Last Monday, my student Li Chenlu presented the foundational 1962 JASA paper by Allan Birnbaum, On the Foundations of Statistical Inference. The very paper that derives the Likelihood Principle from the cumulated Conditional and Sufficiency principles and that had been discussed [maybe ad nauseam] on this ‘Og!!! Alas, thrice alas!, I was still stuck in the plane flying back from Atlanta as she was presenting her understanding of the paper, as the flight had been delayed four hours thanks to (or rather woe to!) the weather conditions in Paris the day before (chain reaction…):
I am sorry I could not attend this lecture and this for many reasons: first and foremost, I wanted to attend every talk from my students both out of respect for them and to draw a comparison between their performances.
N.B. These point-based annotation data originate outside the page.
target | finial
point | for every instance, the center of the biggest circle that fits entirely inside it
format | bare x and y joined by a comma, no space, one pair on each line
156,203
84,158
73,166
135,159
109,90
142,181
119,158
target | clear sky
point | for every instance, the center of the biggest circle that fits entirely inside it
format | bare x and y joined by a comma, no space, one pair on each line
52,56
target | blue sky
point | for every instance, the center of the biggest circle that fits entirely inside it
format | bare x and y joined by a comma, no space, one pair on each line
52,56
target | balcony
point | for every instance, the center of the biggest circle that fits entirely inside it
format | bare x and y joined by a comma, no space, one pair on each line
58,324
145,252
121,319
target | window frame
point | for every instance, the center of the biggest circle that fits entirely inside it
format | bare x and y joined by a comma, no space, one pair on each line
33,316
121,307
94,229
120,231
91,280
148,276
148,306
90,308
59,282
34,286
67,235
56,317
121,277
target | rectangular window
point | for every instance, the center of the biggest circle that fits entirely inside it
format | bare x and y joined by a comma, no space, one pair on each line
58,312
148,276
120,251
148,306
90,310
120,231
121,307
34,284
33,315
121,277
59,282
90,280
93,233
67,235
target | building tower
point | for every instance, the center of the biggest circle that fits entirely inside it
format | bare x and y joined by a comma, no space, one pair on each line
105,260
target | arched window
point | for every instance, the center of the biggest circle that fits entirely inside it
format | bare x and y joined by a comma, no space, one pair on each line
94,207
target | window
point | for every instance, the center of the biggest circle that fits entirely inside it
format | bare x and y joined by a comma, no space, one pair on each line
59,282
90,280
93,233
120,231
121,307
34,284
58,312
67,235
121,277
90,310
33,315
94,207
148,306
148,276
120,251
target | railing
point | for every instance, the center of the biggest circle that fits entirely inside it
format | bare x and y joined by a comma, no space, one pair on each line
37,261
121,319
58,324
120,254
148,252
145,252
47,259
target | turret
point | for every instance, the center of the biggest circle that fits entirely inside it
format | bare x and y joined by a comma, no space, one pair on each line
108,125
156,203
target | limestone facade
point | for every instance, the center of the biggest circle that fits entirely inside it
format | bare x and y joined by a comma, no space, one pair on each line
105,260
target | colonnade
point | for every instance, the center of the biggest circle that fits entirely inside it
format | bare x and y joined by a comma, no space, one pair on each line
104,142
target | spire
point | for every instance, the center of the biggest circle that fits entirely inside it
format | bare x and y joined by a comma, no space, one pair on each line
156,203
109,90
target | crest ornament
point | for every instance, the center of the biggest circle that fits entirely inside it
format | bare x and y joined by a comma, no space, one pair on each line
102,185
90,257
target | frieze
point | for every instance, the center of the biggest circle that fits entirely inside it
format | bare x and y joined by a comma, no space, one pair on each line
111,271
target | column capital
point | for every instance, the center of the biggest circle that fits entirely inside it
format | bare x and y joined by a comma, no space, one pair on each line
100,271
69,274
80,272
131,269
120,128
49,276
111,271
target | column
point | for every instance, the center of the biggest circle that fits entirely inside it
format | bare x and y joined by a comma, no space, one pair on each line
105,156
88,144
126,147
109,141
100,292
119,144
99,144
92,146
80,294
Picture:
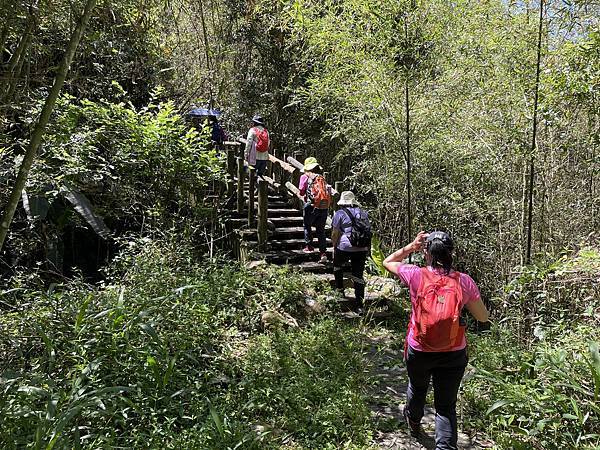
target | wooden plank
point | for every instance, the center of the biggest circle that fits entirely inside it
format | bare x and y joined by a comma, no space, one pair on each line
285,166
251,182
271,182
294,162
240,185
263,202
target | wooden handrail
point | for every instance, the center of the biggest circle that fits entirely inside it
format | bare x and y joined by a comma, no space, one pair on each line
285,166
294,162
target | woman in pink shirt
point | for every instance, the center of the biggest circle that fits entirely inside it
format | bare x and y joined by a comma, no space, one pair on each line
439,356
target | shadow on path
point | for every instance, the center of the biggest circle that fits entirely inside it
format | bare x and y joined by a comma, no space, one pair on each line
387,392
My PhD student Sofia ran the seminar that day in my stead, for which I am quite grateful, but I do do wish I had been there… Second, this a.s. has been the most philosophical paper in the series.and I would have appreciated giving the proper light on the reasons for and the consequences of this paper as Li Chenlu stuck very much on the paper itself. (She provided additional references in the conclusion but they did not seem to impact the slides.) Discussing for instance Berger’s and Wolpert’s (1988) new lights on the topic, as well as Deborah Mayo‘s (2010) attacks, and even Chang‘s (2012) misunderstandings, would have clearly helped the students.